Although the development of hospices and hospitals emerged from early Christian impulses toward hospitality, these institutions were unable to capture and express some of the most fundamental, personal dimensions of hospitality. Poor people and strangers were frequently cared for at a distance and in large numbers. Personal hospitality was increasingly reserved for visiting dignitaries. ((Ibid. 45.))

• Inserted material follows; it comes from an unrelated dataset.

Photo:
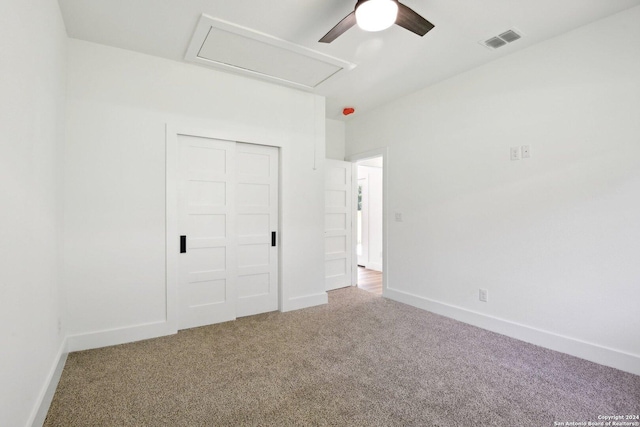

Perhaps the death knell came with a number of other dynamics that emerged during the industrialization of society and the all-consuming “busy-ness” wherein we find ourselves today. Samuel Johnson said, “In a commercial country, a busy country, time becomes precious, and…hospitality is not so much valued.”1 He made this statement in the 18th century. Given the current pace of life, it is no wonder we find ourselves at a place where opening our home, extending hospitality, and providing charity is something that seems impossible to carry out. It is much easier to let specialized institutions – private and state-run – take care of the charity. And as for our homes, they have “become smaller and more private… a cherished retreat from the world into which one admits few strangers.”2 After all, we have to protect the limited time with our families, right?
This would be all well and good if it were not for God’s Word providing us a different picture. To not roll up our sleeves and engage at a very personal level would be an affront to Christ himself. “For I was hungry and you gave me food, I was thirsty and you gave me drink, I was a stranger and you welcomed me,” (Matthew 25:35 ESV). This was certainly on the minds of early reformers.
In the Reformation period, Martin Luther wrote that when persecuted believers were received hospitably, “God Himself is in our home, is being fed at our house, is lying down and resting.” “No duty can be more pleasing or acceptable to God” than hospitality to religious refugees, promised John Calvin, who viewed such practice as a “sacred” form of hospitality. Calvin encouraged believers to see in the stranger the image of God and our common flesh. ((Ibid. 6.))
Christian hospitality and charity are indispensable to the mission of the church. If we truly want to expand our cultural influence we will have to regain an understanding of this important truth. These are practices that cannot be fully streamlined so as to exclude a majority of families within the church. Surely there will always be those more given to hospitable and charitable activities as well as those who are at stations in life that involve legitimate barriers. That said, we must begin grappling with the practical implications of restoring these traditions. Listen to Pohl once again.
Recovering hospitality will involve reclaiming the household as a key site for ministry and then reconnecting the household and the church, so that the two institutions can work in partnership for the sake of the world. ((Ibid. 58.))
If it is true that the front door of the home is the side door of the church3 then we need to reevaluate who comes over the thresholds of our houses. Transforming our culture for Christ will involve transforming our homes. One key aspect of this transformation will be going beyond entertainment to the extension of true, Christian hospitality. It will be an open table for our covenant community as well as “strangers”. It will also involve charity on the part of individuals and families. As we reengage these practices we will witness the growth of God’s Kingdom through the service of his saints.